Ab Mitte 2020 hätten die Fluggesellschaften dann begonnen, ihren Passagieren die Ticketpreise zu erstatten. In den meisten Fällen habe dies jedoch viel länger gedauert als die gesetzlich vorgeschriebenen sieben Tage für Flugreisende oder 14 Tage für Pauschalreisende (Reisen mit Flug und Hotel). Die Prüfer stellten fest, dass Passagiere, die ihre Tickets nicht direkt bei einer Airline gekauft hatten, mit noch mehr Schwierigkeiten kämpfen mussten. Sie seien oft zwischen Vermittlern (wie Reisebüros) und Fluggesellschaften hin und her verwiesen worden. Daraufhin hätten sie ihr Geld bestenfalls nur zum Teil oder mit großer Verspätung zurückbekommen und schlimmstenfalls gar nicht. Immerhin: Tickets im Gegenwert von rund neun Milliarden Euro wurden erstattet.

800 Millionen Sitzplätze weniger verkauft

Eurostat hat den Gesamtrückgang der Fluggastzahlen in den ersten sechs Monaten des Jahres 2020 auf 346 Millionen geschätzt, und für das gesamte Jahr geht die Internationale Zivilluftfahrt-Organisation (ICAO) von einem Rückgang um 800 Millionen bzw. 67 Prozent aus. Nach Schätzung des Hofes wurden allein zwischen März und Mai 2020 rund 50 Millionen Flugscheine annulliert.

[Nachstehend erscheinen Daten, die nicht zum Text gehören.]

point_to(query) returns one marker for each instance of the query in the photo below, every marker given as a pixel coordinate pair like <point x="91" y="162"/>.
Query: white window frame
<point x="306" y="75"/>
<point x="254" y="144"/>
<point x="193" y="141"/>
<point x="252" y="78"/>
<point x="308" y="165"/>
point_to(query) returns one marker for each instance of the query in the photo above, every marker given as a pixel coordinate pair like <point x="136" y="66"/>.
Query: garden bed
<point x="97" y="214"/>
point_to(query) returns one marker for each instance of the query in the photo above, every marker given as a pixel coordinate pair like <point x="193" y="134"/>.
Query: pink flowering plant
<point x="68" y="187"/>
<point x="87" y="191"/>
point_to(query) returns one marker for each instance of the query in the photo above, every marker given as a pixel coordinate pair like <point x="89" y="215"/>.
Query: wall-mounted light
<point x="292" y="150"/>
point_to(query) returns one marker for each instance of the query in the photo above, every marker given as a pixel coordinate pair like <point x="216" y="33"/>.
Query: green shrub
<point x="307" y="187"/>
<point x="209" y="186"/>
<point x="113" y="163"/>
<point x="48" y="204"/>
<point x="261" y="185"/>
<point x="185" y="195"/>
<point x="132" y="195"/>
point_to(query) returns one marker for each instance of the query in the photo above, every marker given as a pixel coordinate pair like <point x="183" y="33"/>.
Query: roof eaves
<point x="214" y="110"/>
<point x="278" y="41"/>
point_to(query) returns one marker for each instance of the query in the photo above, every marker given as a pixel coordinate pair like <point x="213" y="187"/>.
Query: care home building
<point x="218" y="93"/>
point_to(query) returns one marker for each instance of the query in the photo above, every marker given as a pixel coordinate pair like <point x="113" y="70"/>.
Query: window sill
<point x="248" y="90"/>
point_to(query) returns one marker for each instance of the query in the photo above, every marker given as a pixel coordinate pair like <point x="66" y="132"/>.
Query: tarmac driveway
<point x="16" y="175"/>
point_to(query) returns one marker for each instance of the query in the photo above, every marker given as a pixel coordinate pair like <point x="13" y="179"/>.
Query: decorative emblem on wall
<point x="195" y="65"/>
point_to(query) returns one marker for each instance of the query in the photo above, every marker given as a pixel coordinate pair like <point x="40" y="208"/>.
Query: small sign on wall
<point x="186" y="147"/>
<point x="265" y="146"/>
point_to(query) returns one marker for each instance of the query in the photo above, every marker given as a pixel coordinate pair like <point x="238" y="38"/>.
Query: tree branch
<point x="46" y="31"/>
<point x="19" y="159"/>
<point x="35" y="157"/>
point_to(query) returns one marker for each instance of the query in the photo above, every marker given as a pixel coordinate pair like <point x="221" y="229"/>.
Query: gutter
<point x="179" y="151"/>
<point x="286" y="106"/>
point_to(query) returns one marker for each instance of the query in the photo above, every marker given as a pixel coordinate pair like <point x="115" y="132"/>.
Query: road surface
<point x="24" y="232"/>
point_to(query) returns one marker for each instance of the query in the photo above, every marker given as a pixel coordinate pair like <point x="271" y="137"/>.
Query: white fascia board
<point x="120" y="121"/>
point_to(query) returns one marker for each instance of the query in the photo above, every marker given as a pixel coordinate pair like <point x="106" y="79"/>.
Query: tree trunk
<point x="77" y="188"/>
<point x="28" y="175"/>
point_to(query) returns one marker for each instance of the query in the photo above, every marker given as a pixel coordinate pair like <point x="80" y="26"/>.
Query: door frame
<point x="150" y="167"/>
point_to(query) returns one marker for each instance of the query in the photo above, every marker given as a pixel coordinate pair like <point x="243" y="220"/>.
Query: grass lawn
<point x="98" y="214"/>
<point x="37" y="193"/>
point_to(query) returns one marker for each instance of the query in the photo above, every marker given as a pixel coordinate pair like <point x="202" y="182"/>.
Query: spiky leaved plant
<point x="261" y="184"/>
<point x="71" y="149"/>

In Erwartung der Herausgabe des Prüfberichtes veröffentlichte die Kommission am Montag eine Art Wunschliste an die Flugunternehmen, die eine Reihe von – oft sehr simplen – Maßnahmen für einen besseren Verbraucherschutz enthält. Verkehrskommissarin Adina Valean sagte, man denke nun über neue, krisenfeste Regeln nach. „Die Forderungen der EU-Kommission sind richtig, aber kommen spät“, moniert Rasmus Andresen (Grüne), Schattenberichterstatter im EU-Parlament: „Wir fordern darüber hinaus auch eine systematische Ahndung von Rechtsverstößen und höhere Strafen bei Nichteinhaltung. Die Fluggesellschaften müssen verstehen, dass es so nicht weitergeht. Viele von Ihnen haben Millionen an Coronahilfen bekommen. Wer öffentliche Gelder einstreicht, darf nicht beim Verbraucherschutz sparen." Die EU-Kommission selbst verfügt nur über begrenzte Mittel zur Durchsetzung der Fluggastrechte, ein entsprechender Vorschlag ist seit 2013 vom Rat nicht angenommen worden.

Die Prüfer haben eine ganze Reihe von Empfehlungen, wie man die Wahrung der Fluggastrechte in Hinkunft besser umsetzen kann. Unter anderem geht es dabei um die Grundinformation: nur 14 Prozent der EU-Bewohner wissen überhaupt, dass es Passagierrechte überhaupt gibt.